映画『ブランカとギター弾き』トークイベントに、長谷井監督の20年来の友人加瀬亮登壇!

8月9日(水)、東京シネスイッチ銀座にて『ブランカとギター弾き』のトークイベントが開催され、本作の監督を務めた長谷井宏紀監督と、長谷井監督と以前から親交のある俳優の加瀬亮さんが登壇した。

本作は、日本人として初めてヴェネツィア・ビエンナーレ&ヴェネツィア国際映画祭の全額出資を得た長谷井宏紀(ハセイコウキ)監督がフィリピンを舞台に撮影し、世界中の映画祭で高い評価を得た話題作『ブランカとギター弾き』がシネスイッチ銀座ほかにて7月29日(土)より全国順次公開中。

舞台はカラフルでエネルギーに溢れたマニラのスラム。

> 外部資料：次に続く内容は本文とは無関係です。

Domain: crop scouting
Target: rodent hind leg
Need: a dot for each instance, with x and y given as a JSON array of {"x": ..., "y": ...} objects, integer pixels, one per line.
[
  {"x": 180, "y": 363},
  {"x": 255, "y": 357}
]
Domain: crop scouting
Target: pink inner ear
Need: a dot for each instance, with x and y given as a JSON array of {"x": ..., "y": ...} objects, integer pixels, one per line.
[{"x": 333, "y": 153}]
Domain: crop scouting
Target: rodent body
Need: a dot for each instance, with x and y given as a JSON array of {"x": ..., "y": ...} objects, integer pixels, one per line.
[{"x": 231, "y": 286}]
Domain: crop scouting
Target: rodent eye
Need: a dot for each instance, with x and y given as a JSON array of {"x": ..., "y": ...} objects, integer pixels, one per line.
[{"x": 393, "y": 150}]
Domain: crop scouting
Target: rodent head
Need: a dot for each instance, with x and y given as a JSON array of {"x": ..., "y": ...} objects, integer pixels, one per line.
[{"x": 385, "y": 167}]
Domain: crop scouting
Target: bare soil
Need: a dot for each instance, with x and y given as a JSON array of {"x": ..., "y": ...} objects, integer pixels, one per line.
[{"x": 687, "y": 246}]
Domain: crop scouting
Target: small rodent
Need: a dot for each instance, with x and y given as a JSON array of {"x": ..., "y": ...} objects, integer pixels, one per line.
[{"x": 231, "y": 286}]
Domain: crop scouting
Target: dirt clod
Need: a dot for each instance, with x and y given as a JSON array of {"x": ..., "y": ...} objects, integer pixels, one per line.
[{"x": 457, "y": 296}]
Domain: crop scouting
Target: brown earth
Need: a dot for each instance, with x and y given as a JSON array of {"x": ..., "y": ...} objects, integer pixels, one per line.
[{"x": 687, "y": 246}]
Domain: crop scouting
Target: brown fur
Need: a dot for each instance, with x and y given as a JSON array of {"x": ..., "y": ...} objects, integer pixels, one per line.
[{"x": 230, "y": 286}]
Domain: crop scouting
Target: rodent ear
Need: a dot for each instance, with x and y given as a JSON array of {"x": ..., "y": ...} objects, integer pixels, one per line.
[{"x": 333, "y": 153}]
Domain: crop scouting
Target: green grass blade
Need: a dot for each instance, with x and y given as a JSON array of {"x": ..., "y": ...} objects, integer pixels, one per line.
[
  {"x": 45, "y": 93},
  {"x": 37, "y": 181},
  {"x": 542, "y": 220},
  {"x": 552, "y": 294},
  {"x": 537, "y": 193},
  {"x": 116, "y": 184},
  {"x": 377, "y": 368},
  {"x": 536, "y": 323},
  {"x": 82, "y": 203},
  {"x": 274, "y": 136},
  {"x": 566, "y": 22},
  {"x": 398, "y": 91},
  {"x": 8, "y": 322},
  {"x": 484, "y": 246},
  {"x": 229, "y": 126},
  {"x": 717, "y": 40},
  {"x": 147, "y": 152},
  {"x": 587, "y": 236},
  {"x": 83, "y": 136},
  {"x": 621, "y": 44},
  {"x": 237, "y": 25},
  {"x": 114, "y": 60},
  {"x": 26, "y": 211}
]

YouTubeの歌姫として国内外で人気を集めていたブランカ役のサイデル・ガブデロは演技初挑戦ながら、美しい歌声と演技力で観る者を強く惹きつけます。彼女に生きる術を教える盲目のギター弾きには、生涯を通して実際にフィリピンの街角で流しの音楽家として活躍していたピーター・ミラリ。その他、出演者のほとんどは路上でキャスティングされています。そして劇中、演奏されるスペインをルーツにした素朴で温かいフィリピン民謡「カリノサ」は必聴。母親を買うことを思いついた孤児の少女ブランカと、盲目のギター弾きの“幸せを探す旅”。本作はどんな人生にも勇気を持って、立ち向かう価値があることを教えてくれる、心温まる感動作。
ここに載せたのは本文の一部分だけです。